Selling season: Provo Farmers Winter Market finding success despite less traffic than summer
Jacob Nielson, Daily Herald
Customers shop at the Provo Farmers Winter Market on Saturday, March 22, 2026, at Provo Towne Centre.Last winter, Provo Farmers Market tried its hand at an indoor farmers market to keep the popular summer event running and give vendors a chance to continue selling through the winter.
Nearing the close of the market’s second indoor season at Provo Towne Centre, vendors and organizers collectively agree the new market has been worth doing, though some believe it remains an unknown commodity.
“Year No. 2 has been pretty good,” said Emily Weatherhead, the market’s assistant director. “Year No. 1 was successful enough, both vendor-wise and attendance-wise, that we decided to go through with the second, and it’s also proved successful.”
Weatherhead cited two benefits of the market: It supports vendors, many of whom are local businesses, and has exposed the farmers market to mall patrons who otherwise did not know about it.

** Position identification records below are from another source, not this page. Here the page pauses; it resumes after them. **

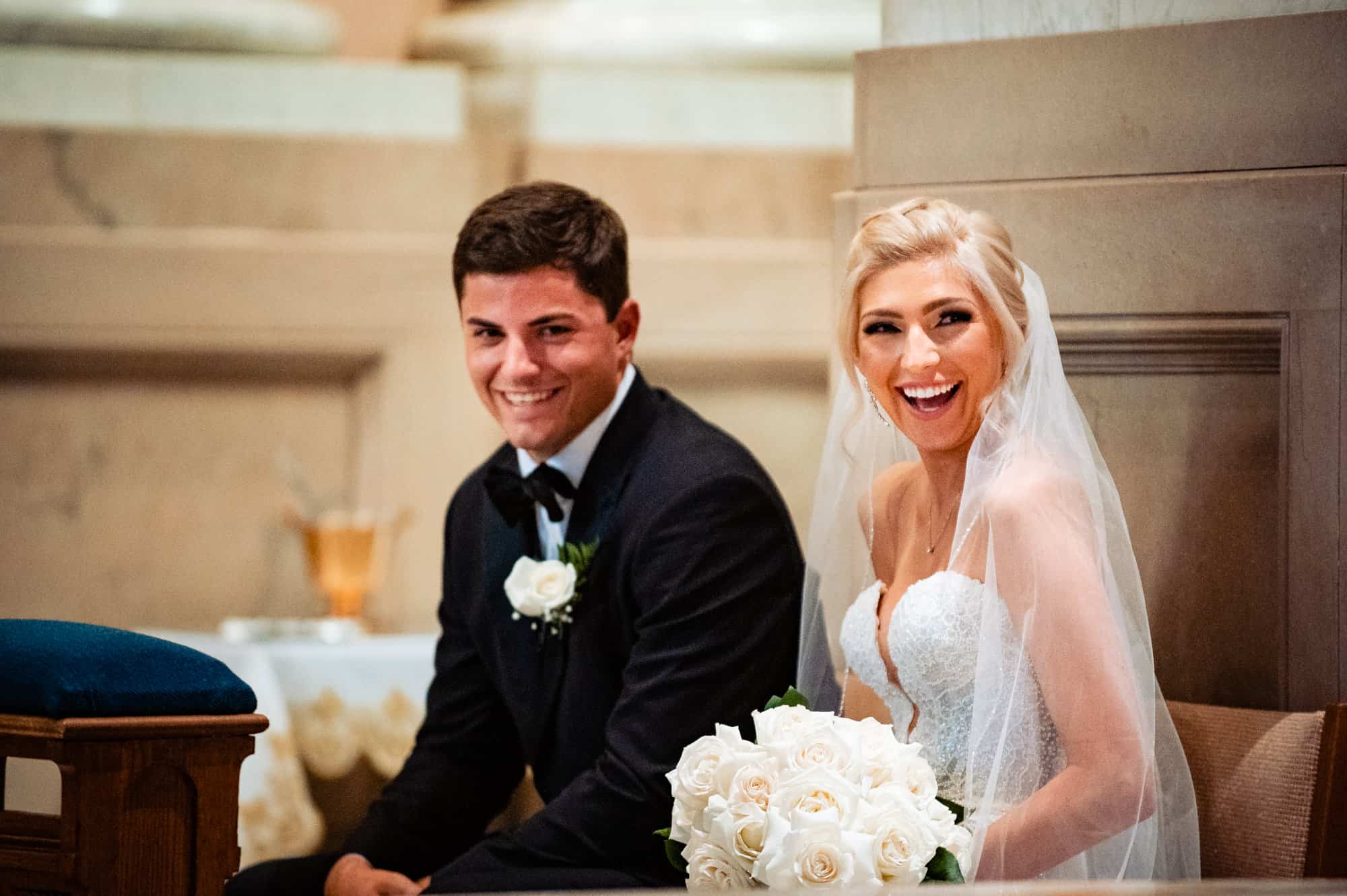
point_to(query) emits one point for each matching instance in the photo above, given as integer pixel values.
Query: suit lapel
(596, 499)
(517, 642)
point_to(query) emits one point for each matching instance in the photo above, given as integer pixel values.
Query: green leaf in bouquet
(944, 868)
(954, 808)
(674, 851)
(790, 699)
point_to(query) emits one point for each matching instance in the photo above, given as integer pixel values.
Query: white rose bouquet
(818, 801)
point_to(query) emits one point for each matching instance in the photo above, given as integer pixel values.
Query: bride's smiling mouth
(933, 399)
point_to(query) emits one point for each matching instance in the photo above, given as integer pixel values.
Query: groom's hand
(355, 876)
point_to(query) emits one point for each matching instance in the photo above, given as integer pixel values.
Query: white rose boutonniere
(549, 590)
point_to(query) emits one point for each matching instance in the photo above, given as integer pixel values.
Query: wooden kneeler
(149, 800)
(149, 805)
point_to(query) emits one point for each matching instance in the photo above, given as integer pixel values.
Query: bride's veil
(1041, 524)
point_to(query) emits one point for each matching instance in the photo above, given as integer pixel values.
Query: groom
(686, 615)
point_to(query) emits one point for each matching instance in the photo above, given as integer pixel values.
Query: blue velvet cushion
(64, 669)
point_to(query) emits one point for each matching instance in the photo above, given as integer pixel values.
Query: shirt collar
(574, 458)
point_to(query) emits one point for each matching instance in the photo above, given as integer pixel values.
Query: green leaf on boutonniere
(954, 808)
(944, 868)
(673, 850)
(790, 699)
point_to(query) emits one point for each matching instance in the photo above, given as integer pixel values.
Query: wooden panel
(1224, 244)
(1314, 598)
(1342, 467)
(157, 831)
(1195, 459)
(1224, 96)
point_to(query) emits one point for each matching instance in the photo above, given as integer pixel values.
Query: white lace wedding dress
(934, 640)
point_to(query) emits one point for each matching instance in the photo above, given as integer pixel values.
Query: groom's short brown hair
(548, 223)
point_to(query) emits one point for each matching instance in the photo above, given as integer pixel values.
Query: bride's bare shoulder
(891, 486)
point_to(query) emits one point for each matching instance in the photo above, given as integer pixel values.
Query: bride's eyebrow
(887, 314)
(941, 303)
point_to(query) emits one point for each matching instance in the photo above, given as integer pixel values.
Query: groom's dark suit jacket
(690, 617)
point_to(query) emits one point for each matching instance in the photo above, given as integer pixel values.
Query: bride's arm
(1050, 578)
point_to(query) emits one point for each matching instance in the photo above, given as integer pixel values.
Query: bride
(1000, 621)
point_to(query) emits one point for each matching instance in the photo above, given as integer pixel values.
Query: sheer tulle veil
(1038, 497)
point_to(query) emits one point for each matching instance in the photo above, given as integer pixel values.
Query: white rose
(830, 747)
(818, 790)
(882, 754)
(685, 823)
(740, 829)
(709, 867)
(751, 782)
(814, 851)
(918, 778)
(535, 588)
(696, 777)
(906, 837)
(779, 727)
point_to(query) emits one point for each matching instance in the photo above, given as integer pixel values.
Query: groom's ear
(627, 322)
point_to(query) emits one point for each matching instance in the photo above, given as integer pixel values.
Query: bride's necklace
(949, 518)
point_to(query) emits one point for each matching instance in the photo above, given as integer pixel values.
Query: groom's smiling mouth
(930, 399)
(527, 399)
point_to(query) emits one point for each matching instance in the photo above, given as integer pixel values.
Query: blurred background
(227, 308)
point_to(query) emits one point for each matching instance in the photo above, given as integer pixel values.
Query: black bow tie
(515, 495)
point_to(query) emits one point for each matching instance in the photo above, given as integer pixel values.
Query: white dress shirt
(572, 460)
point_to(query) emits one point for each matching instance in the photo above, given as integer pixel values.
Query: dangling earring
(875, 403)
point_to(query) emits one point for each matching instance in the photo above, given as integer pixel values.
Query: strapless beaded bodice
(934, 646)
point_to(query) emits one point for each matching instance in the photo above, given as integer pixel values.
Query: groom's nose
(519, 358)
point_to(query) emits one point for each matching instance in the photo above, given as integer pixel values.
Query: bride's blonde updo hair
(975, 245)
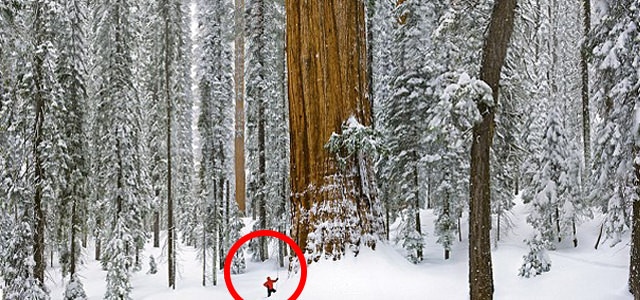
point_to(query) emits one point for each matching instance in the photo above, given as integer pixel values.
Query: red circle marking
(259, 233)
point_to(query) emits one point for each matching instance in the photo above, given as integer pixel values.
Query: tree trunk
(494, 53)
(38, 211)
(156, 228)
(204, 253)
(171, 255)
(75, 224)
(219, 206)
(327, 65)
(584, 72)
(262, 160)
(239, 91)
(417, 206)
(634, 265)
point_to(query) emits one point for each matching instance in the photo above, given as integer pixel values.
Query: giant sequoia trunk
(327, 68)
(494, 53)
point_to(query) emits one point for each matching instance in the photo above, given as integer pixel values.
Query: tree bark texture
(494, 53)
(634, 265)
(584, 72)
(168, 55)
(239, 91)
(327, 65)
(38, 213)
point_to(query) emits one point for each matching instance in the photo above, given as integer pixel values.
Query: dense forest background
(168, 120)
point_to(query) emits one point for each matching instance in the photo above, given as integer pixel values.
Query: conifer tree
(120, 171)
(615, 43)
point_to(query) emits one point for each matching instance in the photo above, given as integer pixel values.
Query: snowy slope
(577, 273)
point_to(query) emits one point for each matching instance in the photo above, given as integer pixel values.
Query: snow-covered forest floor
(576, 273)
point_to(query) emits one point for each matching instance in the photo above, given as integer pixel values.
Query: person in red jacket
(269, 285)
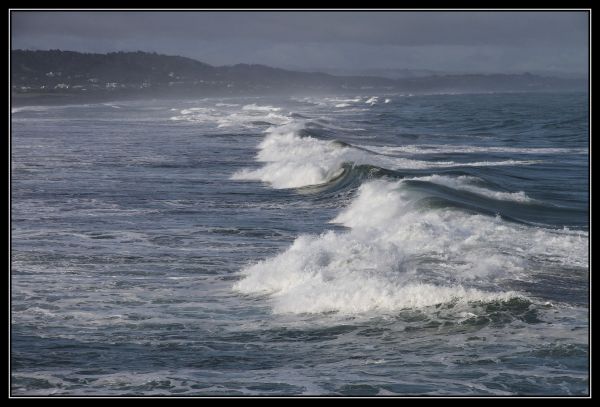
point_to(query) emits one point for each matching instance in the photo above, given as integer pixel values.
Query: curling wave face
(399, 254)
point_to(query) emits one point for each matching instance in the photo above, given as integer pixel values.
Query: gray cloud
(456, 41)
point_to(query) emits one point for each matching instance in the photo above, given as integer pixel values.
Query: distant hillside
(68, 73)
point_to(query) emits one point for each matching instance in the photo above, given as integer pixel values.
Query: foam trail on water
(293, 161)
(399, 255)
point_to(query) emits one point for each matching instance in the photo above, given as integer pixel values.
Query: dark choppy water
(352, 246)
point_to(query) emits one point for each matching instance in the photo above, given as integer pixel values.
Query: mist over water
(343, 245)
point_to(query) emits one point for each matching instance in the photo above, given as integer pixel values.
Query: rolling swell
(411, 242)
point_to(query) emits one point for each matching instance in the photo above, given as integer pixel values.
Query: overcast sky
(353, 41)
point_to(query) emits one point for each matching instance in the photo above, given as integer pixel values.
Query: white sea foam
(246, 117)
(292, 161)
(259, 108)
(29, 109)
(397, 255)
(450, 149)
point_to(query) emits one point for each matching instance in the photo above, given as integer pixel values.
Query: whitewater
(329, 245)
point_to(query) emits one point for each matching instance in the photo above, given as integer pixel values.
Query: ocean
(424, 245)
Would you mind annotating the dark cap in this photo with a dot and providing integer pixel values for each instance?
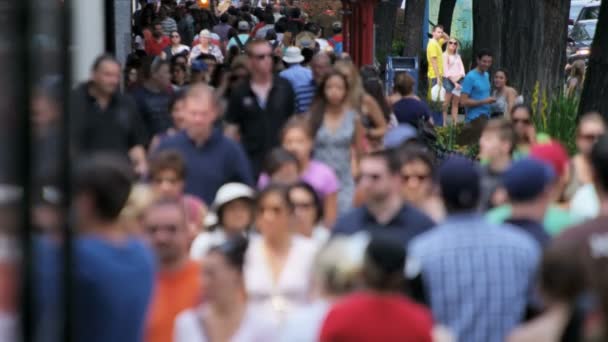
(459, 182)
(527, 178)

The market averages around 60 to 70 vendors a week, with a higher number around Christmas and fewer toward the end of the season, Weatherhead said.
On Saturday, dozens of booths were scattered throughout the main atrium and hallways of the mall, while live music played in the center. There was a stream of customers, but not to the same volume you’d see at Provo’s outdoor market.
“Word is getting out. We wish that more people knew about it,” Weatherhead said. “I mean, the farmers market itself has been going on for over 20 years, but every year we still get local residents who don’t know about that market.”
Erica McDonald and Samson Klein, owners of MushBetter Mushrooms, said they have sold at the majority of winter markets this season and get approximately a quarter of the traffic and sales they do at the summer market.
If they were paying someone to sell the product, they said they’d break even or be slightly under, but that it’s still worthwhile to be there.
“We’re treating this as brand recognition, so then we can get them to our shop, or they fall in love with it, and then we get repeat buyers,” Klein said.
Holly Craig, a local business owner who makes “a little bit of everything” — jewelry, pillow covers, jean jackets, etc. — said she has enjoyed being indoors and that more people have come than she expected, considering the mall’s lack of customers.
She also said she’s had more customers in Year No. 2 of the market than Year No. 1 and is a fan of the event.
“I think it’s a great way to keep the market culture, market system going during the winter, because it has in the past been very much a summer type of thing,” Craig said. “And so people who are vendors are usually vending only during the summer, and then you have to pack everything up, and you’re not making any money, you know, from like October to April, and so it is nice to have that secondary source of revenue.”
The winter market will run for two more Saturdays, on March 28 and April 4, from 10 a.m. to 3 p.m. The summer market starts June 7 and runs through October.